The National Catholic Review
Dianne Bergatn
Twenty-fourth Sunday in Ordinary Time (C), Sept. 12, 2004
Have mercy on me, O God, in your goodness (Ps 51:3)

At first glance, ancient Israel’s insistence on being the chosen people of God may appear to be somewhat arrogant. A closer look, however, reveals that again and again the people admitted that they did not merit this distinction. Far from it! They were not slow to own up to their own inconstancy. They were a sinful people, undeserving of God’s love and care. And yet they were blest with them every step of the way. They were not a loyal people, but God was a merciful God.

 

In so many ways, we are not different from them. We have been called into a loving relationship with a God who has given us everything we need to live meaningful and productive lives. And yet we too "have turned aside from the way [God] pointed out to [us];" we too are a "stiff-necked" people. And how does God treat us in our sinfulness? God is merciful. Rather than destroy us, as God had decided to do to the Israelite people, God relents from punishing. Like those who went before us, we are given chance after chance to return to the embrace of a loving God.

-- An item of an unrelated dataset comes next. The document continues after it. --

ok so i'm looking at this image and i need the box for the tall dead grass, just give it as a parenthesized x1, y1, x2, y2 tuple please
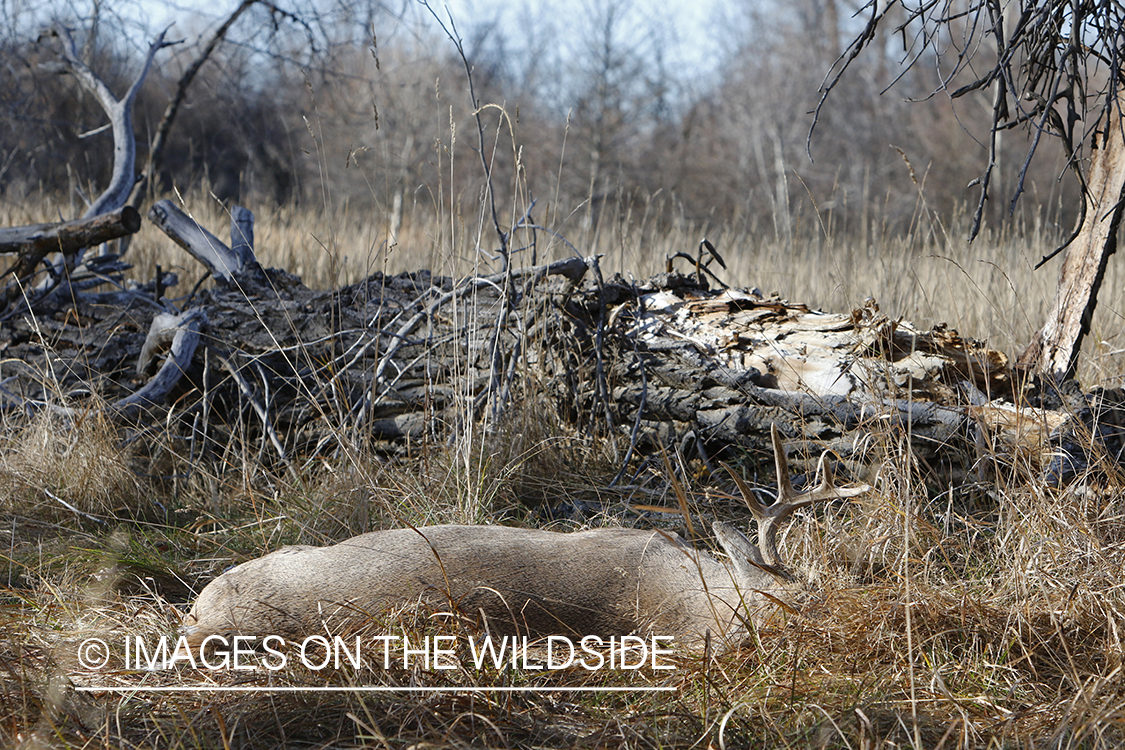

Paul certainly knew the mercy of God. Previously he had persecuted those who believed in Jesus. Now he was one of his most devoted followers. And like his Israelite ancestors, Paul was not afraid to boast. He was strengthened by Christ Jesus and found to be trustworthy. But Paul was quick to insist that it was the mercy of God that made him trustworthy.

Jesus is emphatic about divine mercy. God, who is infinitely merciful toward sinners, actually goes out and looks for them, like a shepherd in search of a lost sheep or a woman looking for a lost coin. Then Jesus tells one of the most shocking parables of the entire Gospel tradition, the story of the “Prodigal Son.” It seems that God is more concerned with the fate of the sinner than with reward for the faithful. This is often troubling for people who have lived righteous lives. The story itself points to the resentment that they sometimes feel.

The mercy of God is a difficult teaching to accept if we judge ourselves, over against others, to be righteous and deserving of reward. But if we are honest with ourselves and can admit that we too are in desperate need of God’s mercy, we will realize that envy of others is out of place. Actually, we should find the Scripture message for today very comforting. God is eager to be merciful toward us, not vengeful and punishing. This is definitely good news, reason to celebrate and rejoice.

Dianne Bergatn,C.S.A., is professor of biblical studies at Catholic Theological Union in Chicago.

Readings: 
Readings: Ex 32:7-11, 13-14; Ps 51:3-4, 12-13, 17, 19; 1 Tm 1:12-17; Lk 15:1:32
Prayer: 

 

  • To what extent does your faith influence the way you make decisions in your personal life? In your social life? In your life as a citizen of the country?

     

  • Are you resentful when others seem to avoid just punishment? Does this flow from a sense of justice or from envy?

     

  • Pray today's psalm slowly and thoughtfully, making its religious sentiments your own.